En este espacio, coexisten árabes (o palestinos) y judíos, en condiciones desiguales de muchas formas. La demografía es más o menos la siguiente: en Gaza habitan casi dos millones de refugiados palestinos en condiciones deplorables, que empeoraron dramáticamente a partir de la masacre del 7 de octubre. En el Israel de la Línea Verde, viven unos 7.2-7.3 millones de judíos, más unos setecientos mil, o quizás ya un millón, de “colonos” (un eufemismo deliberadamente confuso) judíos en Jerusalén Oriental y en los asentamientos o territorios ocupados de Cisjordania o la Ribera Occidental, en tierras que algunos judíos extremistas designan por sus nombres bíblicos: Judea y Samaria.

En el Israel de la Línea Verde se encuentran también unos dos millones de ciudadanos israelíes árabes, con representación en el Parlamento, y muchos -pero no todos- de los derechos de los demás habitantes de Israel. No pueden, salvo excepciones, incorporarse al ejército, ni invocar la reunificación familiar, y se encuentran sujetos a diversas formas de discriminación de hecho.

Y finalmente, en los territorios ocupados, se hallan desde tiempos ancestrales en el caso de algunos, de otros no tanto, unos 3.4 millones de palestinos, más o menos cogobernados por la Autoridad Palestina y por Tsahal o las Fuerzas de Defensa de Israel (IDF). Sus condiciones de vida, sin ser tan adversas como las de sus paisanos en Gaza, son también reprobables, por todas las razones que se describen de manera cotidiana en los medios mundiales y las series y las películas. Han empeorado en los últimos años debido al creciente número de colonos judíos que los desplazan de sus asentamientos, y por la complicidad de la tropa de IDF con dicha ocupación silenciosa (ya no tanto).
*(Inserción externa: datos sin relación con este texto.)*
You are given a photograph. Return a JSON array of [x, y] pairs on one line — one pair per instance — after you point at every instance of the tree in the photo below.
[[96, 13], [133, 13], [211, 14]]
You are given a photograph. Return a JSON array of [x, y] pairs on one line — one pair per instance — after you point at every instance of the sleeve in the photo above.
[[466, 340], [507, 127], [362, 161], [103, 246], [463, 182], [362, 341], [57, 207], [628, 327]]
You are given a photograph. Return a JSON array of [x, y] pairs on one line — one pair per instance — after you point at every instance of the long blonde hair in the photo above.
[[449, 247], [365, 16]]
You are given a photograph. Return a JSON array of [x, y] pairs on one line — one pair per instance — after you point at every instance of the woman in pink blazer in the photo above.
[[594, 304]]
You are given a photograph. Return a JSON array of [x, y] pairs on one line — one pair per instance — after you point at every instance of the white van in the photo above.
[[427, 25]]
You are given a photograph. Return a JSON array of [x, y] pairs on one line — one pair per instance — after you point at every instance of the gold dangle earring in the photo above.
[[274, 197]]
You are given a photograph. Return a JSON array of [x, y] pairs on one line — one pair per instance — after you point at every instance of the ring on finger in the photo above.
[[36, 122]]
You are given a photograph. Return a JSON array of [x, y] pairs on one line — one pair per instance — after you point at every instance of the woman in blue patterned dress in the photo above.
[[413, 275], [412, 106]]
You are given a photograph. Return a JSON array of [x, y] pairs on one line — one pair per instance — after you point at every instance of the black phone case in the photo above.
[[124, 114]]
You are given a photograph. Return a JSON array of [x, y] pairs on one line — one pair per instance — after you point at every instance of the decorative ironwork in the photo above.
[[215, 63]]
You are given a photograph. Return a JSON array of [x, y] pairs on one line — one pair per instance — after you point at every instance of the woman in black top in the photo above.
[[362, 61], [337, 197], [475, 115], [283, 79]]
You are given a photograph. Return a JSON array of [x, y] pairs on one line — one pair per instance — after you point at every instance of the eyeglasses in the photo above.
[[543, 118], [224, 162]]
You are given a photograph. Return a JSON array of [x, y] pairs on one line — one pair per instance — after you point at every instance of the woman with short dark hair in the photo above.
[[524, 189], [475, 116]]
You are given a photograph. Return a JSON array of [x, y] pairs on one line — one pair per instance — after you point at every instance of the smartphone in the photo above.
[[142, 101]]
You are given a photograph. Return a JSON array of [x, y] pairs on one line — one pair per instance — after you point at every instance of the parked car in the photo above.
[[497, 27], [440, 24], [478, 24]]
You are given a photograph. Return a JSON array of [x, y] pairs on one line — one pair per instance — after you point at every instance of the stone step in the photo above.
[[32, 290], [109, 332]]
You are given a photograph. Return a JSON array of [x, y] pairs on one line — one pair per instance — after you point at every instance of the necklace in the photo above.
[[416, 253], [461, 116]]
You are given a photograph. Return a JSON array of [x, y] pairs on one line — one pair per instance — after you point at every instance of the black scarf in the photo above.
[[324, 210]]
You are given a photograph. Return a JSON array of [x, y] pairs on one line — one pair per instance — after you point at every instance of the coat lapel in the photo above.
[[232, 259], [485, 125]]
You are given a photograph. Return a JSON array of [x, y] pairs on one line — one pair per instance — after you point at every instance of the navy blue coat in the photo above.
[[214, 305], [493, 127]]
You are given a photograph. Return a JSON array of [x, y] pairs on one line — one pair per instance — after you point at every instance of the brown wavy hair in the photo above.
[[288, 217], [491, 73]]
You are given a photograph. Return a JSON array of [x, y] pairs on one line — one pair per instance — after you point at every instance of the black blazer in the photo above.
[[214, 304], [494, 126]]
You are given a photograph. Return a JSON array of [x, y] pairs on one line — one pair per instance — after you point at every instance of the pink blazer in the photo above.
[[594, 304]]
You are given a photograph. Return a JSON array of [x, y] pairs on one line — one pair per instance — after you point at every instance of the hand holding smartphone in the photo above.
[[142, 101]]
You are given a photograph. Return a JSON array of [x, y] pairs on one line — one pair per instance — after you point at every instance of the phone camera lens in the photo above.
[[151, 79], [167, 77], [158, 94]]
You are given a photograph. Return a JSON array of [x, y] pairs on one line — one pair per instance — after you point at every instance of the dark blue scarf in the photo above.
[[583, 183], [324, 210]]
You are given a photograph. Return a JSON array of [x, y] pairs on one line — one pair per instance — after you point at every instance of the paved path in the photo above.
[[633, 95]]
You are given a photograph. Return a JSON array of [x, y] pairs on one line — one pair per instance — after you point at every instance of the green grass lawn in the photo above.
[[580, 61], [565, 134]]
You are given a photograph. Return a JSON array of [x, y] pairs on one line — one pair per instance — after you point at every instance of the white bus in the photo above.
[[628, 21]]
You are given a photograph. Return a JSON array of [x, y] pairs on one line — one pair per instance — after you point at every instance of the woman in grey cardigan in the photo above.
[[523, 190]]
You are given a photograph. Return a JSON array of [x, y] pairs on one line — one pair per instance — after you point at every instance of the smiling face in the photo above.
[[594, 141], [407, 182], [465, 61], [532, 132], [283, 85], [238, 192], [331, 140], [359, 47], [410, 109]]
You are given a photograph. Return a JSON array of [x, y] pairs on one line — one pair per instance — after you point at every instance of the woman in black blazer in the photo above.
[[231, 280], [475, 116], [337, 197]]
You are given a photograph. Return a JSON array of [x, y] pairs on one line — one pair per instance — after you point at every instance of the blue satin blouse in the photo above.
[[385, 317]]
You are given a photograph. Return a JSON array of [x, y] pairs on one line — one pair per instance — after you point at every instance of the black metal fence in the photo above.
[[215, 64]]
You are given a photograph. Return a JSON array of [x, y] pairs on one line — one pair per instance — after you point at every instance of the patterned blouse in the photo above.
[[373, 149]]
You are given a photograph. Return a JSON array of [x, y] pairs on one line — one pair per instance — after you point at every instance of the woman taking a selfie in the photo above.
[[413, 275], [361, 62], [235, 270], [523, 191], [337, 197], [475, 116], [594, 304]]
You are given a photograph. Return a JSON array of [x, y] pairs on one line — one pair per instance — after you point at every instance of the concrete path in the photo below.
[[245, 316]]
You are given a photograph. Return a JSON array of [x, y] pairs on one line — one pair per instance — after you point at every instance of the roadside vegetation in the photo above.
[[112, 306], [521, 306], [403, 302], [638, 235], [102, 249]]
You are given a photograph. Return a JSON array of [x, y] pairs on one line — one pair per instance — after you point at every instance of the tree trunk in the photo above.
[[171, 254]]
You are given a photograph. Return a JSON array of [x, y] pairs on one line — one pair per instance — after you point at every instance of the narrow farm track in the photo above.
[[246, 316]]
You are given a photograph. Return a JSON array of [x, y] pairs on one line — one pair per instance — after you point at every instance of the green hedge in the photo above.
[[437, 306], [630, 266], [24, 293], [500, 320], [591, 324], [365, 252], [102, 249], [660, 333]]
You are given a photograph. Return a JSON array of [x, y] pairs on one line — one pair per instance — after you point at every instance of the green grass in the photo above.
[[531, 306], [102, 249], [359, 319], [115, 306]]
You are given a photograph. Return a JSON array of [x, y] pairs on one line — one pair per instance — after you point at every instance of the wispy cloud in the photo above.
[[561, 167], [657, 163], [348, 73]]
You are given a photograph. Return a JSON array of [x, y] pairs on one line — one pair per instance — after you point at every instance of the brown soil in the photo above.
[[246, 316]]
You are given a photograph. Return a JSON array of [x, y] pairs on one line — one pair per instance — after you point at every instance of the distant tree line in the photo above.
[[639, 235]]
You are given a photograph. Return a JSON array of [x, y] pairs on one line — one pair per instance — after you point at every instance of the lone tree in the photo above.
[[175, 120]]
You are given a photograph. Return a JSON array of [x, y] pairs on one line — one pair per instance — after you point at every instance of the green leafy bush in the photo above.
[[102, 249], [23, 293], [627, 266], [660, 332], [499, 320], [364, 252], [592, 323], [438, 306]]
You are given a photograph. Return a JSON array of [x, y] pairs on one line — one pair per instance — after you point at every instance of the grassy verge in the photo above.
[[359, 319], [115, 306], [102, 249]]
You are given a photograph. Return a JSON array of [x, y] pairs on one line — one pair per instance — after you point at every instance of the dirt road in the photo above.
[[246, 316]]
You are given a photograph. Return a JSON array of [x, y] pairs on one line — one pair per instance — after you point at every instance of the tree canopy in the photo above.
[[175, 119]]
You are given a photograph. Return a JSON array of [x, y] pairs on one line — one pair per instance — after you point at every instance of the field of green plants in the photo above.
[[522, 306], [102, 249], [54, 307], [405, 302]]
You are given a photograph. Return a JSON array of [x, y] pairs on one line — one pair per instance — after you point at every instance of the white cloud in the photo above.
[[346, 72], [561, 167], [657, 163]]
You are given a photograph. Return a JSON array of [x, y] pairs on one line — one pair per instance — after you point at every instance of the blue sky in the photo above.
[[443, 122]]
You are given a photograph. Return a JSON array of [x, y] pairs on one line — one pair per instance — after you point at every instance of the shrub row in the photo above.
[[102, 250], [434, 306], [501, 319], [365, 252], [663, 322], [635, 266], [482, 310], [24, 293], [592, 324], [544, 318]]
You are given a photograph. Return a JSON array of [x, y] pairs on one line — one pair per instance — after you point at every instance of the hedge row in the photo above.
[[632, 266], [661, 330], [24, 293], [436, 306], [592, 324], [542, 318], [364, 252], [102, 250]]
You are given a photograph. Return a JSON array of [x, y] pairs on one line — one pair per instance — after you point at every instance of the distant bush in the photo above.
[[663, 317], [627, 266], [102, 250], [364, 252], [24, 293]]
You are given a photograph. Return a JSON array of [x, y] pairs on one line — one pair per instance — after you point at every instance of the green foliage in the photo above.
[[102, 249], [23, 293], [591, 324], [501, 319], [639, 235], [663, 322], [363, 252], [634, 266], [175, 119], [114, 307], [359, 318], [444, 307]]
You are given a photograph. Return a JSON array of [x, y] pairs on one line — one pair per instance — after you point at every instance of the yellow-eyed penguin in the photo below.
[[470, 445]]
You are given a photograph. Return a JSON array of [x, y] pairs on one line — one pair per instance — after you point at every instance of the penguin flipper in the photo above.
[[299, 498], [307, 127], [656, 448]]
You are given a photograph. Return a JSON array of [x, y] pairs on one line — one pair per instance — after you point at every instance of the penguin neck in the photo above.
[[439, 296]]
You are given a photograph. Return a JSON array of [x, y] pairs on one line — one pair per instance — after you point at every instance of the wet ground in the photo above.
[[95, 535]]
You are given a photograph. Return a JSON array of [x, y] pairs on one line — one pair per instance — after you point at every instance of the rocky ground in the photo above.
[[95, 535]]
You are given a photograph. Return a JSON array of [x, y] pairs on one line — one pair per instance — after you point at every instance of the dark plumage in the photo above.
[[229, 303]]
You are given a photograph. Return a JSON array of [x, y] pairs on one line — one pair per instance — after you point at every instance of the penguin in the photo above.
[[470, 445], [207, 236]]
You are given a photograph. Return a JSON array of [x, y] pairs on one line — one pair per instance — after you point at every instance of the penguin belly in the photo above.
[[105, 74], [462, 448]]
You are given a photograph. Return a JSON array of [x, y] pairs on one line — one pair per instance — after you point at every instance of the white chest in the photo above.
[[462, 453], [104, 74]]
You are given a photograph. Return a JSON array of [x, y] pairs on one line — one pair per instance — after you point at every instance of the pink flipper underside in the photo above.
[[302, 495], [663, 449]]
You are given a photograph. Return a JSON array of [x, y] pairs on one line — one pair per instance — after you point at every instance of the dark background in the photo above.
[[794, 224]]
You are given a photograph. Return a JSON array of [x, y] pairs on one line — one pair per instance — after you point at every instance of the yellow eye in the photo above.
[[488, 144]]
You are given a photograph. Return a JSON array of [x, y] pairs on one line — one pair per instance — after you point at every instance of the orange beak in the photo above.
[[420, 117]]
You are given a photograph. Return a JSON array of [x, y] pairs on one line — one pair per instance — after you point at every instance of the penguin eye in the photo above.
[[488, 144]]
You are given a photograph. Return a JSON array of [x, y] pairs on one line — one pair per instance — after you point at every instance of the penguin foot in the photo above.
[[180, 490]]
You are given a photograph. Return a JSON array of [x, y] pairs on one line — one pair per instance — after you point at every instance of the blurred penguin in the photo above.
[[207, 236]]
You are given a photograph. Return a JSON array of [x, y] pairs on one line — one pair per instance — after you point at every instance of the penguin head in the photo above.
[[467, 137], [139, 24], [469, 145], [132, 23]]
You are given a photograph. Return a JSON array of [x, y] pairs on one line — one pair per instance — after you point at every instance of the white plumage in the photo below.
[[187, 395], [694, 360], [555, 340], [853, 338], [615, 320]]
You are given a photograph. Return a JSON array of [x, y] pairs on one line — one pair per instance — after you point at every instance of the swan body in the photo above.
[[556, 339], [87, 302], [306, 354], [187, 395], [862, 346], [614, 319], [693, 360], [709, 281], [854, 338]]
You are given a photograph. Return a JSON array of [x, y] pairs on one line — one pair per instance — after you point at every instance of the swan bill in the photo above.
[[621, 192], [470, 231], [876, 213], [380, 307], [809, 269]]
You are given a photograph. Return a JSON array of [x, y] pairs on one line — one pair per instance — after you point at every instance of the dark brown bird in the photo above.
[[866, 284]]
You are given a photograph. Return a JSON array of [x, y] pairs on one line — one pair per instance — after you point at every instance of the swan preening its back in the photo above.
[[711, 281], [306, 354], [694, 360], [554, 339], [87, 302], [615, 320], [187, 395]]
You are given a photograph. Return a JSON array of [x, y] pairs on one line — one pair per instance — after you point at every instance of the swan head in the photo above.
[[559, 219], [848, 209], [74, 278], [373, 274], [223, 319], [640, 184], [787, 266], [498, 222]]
Así, en todo el territorio del río al mar, cohabitan unos ocho millones de judíos, y aproximadamente siete y medio millones de árabes o palestinos, en condiciones diversas, y no siempre con gran cariño los unos por los otros. Si partimos del hecho, por un lado, que las distintas comunidades palestinas en el mundo (Líbano, desde luego; cuatrocientos mil en Chile, etc.) difícilmente volverán a esas tierras, y que las comunidades judías más nutridas (Estados Unidos, Francia, Argentina, etc.) tampoco muestran grandes inclinaciones para el retorno o Aliyá, la demografía del espacio se modificará principalmente por razones endógenas.

Las tasas de fertilidad de los judíos ortodoxos suelen ser sumamente elevadas en comparación con el resto de la población judía de Israel. Asimismo, las de las mujeres judías suelen superar las de otros países ricos, pero en general, el crecimiento demográfico de los palestinos, tanto de Israel (en menor grado) como en Gaza y Cisjordania tienden a superarlas.

De modo que, en poco tiempo, la población árabe en el espacio descrito igualará a la judía, y la rebasará en algunos años. De allí el verdadero dilema de Israel, a futuro: cómo seguir siendo un Estado judío Y democrático, sin caer por completo en el apartheid, ni ver convertida a la población judía en una minoría electoral, étnica y religiosa. Espero que estos datos resulten útiles para una discusión que en México simplemente no se ha dado, y debiera darse.